Pritha Mahata (Pritha.Mahata@newcastle.edu.au)
School of Electrical Engineering and Computer Science, University of
Newcastle,
University Drive Callaghan, Newcastle, NSW 2308, Australia
Epithelial carcinoma of the ovary is one of the most common gynecological malignancies and the fifth most frequent cause of cancer death in women. Currently blood test of advanced epithelial tumors are
reflected in a high level of CA 125 antigen. However, it is not a good marker for
early stage tumors, and may yield false positives.

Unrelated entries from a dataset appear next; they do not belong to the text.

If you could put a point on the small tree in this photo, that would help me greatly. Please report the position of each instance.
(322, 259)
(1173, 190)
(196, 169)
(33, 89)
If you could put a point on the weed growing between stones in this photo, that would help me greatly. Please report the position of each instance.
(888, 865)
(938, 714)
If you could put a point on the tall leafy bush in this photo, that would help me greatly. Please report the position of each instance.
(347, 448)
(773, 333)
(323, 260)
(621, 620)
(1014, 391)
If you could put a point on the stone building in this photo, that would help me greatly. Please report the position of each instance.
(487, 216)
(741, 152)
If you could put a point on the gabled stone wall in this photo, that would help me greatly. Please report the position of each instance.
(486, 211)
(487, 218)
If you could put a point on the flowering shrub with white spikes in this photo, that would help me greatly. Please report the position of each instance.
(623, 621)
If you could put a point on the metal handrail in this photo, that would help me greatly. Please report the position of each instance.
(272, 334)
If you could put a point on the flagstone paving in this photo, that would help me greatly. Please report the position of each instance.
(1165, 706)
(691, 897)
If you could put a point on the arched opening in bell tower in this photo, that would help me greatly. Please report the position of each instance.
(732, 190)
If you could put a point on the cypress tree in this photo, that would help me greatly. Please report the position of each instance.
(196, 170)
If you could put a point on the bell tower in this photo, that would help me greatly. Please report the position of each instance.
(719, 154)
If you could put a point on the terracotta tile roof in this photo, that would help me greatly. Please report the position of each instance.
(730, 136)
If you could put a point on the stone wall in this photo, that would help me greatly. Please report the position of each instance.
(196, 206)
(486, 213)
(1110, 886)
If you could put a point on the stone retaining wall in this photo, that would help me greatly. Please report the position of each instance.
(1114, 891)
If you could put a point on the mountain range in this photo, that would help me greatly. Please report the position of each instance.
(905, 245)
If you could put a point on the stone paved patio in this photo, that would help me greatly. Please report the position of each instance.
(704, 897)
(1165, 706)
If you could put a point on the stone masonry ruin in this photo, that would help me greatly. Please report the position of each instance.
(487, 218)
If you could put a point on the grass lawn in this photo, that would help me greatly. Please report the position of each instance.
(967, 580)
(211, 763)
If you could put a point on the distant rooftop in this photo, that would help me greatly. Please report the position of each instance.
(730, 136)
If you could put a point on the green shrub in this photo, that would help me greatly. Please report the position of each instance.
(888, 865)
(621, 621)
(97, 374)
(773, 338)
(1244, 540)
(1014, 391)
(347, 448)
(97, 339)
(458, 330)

Clearly, there is a need for better understanding of
the molecular pathogenesis of epithelial ovarian cancer, so that new drug targets
or biomarkers that facilitate early detection can be identified. This work concentrates on finding
genetic markers for three epithelial ovarian tumors, using a simple computational method.
We give a small set of genetic markers which are able to distinguish
clear cell and mucinous ovarian cancers (13 and 26 genes respectively) from other epithelial
ovarian tumors with 100% accuracy. We obtain the genes HNF1-beta (TCF2) and GGT1 as the best markers for the clear cell and CEACAM6 (NCA) as the best marker for mucinous ovarian tumors.

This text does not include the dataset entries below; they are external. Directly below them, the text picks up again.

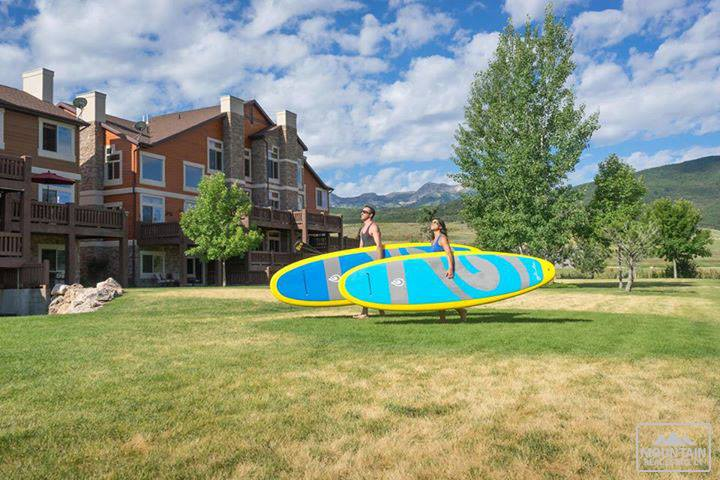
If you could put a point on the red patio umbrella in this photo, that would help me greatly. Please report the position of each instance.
(49, 178)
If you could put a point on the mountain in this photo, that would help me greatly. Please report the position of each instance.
(695, 180)
(428, 194)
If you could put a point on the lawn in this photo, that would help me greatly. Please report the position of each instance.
(227, 383)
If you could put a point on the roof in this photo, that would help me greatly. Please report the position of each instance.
(317, 178)
(18, 100)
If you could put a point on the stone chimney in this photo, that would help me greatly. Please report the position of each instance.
(92, 149)
(233, 136)
(94, 111)
(39, 83)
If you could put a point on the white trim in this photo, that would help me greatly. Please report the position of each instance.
(146, 181)
(2, 129)
(194, 165)
(116, 181)
(154, 253)
(142, 196)
(221, 150)
(70, 175)
(57, 155)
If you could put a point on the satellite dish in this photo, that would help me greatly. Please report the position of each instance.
(80, 103)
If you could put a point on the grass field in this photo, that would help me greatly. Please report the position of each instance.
(227, 383)
(461, 233)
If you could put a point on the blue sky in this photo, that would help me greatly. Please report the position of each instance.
(379, 87)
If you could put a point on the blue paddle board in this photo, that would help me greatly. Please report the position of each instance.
(418, 282)
(313, 282)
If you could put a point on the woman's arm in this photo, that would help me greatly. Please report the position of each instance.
(375, 232)
(451, 258)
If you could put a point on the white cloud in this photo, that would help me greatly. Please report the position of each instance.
(520, 10)
(389, 179)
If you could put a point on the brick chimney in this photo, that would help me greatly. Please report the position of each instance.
(233, 135)
(39, 83)
(92, 149)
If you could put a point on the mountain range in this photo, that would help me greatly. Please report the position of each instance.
(695, 180)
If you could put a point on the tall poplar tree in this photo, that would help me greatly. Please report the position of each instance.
(523, 133)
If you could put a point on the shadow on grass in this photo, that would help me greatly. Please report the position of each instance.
(429, 318)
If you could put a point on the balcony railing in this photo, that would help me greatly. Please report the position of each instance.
(12, 168)
(59, 214)
(10, 244)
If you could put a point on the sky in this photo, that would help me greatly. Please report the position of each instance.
(379, 86)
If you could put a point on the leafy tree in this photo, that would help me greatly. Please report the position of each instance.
(633, 238)
(425, 216)
(617, 200)
(215, 223)
(588, 255)
(522, 135)
(680, 238)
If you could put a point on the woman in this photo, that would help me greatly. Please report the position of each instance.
(442, 244)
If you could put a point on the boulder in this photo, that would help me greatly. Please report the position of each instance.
(77, 299)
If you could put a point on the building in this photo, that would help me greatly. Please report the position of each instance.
(152, 170)
(42, 223)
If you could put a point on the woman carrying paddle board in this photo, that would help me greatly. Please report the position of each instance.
(442, 244)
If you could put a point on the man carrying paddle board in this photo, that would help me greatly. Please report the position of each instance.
(370, 236)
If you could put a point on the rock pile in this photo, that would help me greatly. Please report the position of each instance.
(77, 299)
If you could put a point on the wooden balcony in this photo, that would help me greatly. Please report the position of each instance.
(258, 261)
(166, 233)
(60, 218)
(318, 222)
(15, 172)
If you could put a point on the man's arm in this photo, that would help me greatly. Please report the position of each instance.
(375, 232)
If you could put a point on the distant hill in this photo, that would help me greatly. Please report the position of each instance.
(695, 180)
(428, 194)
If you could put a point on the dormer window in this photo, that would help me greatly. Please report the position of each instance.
(215, 156)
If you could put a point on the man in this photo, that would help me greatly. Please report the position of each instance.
(370, 236)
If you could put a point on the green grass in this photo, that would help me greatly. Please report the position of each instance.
(214, 383)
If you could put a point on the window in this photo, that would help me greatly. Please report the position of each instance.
(192, 173)
(152, 169)
(299, 173)
(151, 263)
(273, 164)
(2, 129)
(248, 163)
(215, 155)
(274, 199)
(113, 163)
(57, 140)
(56, 193)
(55, 255)
(321, 199)
(273, 241)
(153, 209)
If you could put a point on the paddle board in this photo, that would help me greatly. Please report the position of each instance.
(313, 282)
(418, 282)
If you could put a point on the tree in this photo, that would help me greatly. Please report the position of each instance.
(521, 137)
(215, 223)
(426, 214)
(680, 239)
(634, 238)
(618, 199)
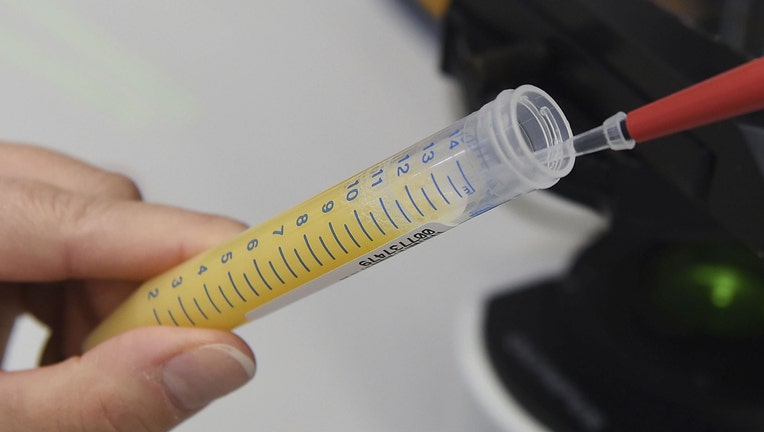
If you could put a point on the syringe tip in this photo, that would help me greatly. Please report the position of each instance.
(611, 135)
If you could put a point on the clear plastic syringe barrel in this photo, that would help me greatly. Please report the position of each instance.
(477, 163)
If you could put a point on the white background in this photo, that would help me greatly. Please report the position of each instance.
(247, 108)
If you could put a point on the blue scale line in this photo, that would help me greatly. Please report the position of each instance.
(428, 199)
(259, 273)
(283, 258)
(199, 308)
(230, 278)
(331, 228)
(278, 276)
(210, 299)
(358, 219)
(387, 214)
(347, 228)
(183, 308)
(250, 285)
(220, 288)
(307, 243)
(459, 165)
(454, 186)
(435, 182)
(373, 219)
(299, 258)
(408, 192)
(398, 203)
(321, 239)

We employ a feature selection technique based on minimum probability of error for this purpose.
We give a ranking of the important genes responsible for these tumors and validate the results
using the leave-one-out cross-validation technique.
Using this method, we also agree with the common notion that WT1 is one of the best genes to separate
serous ovarian tumors from other epithelial ovarian tumors.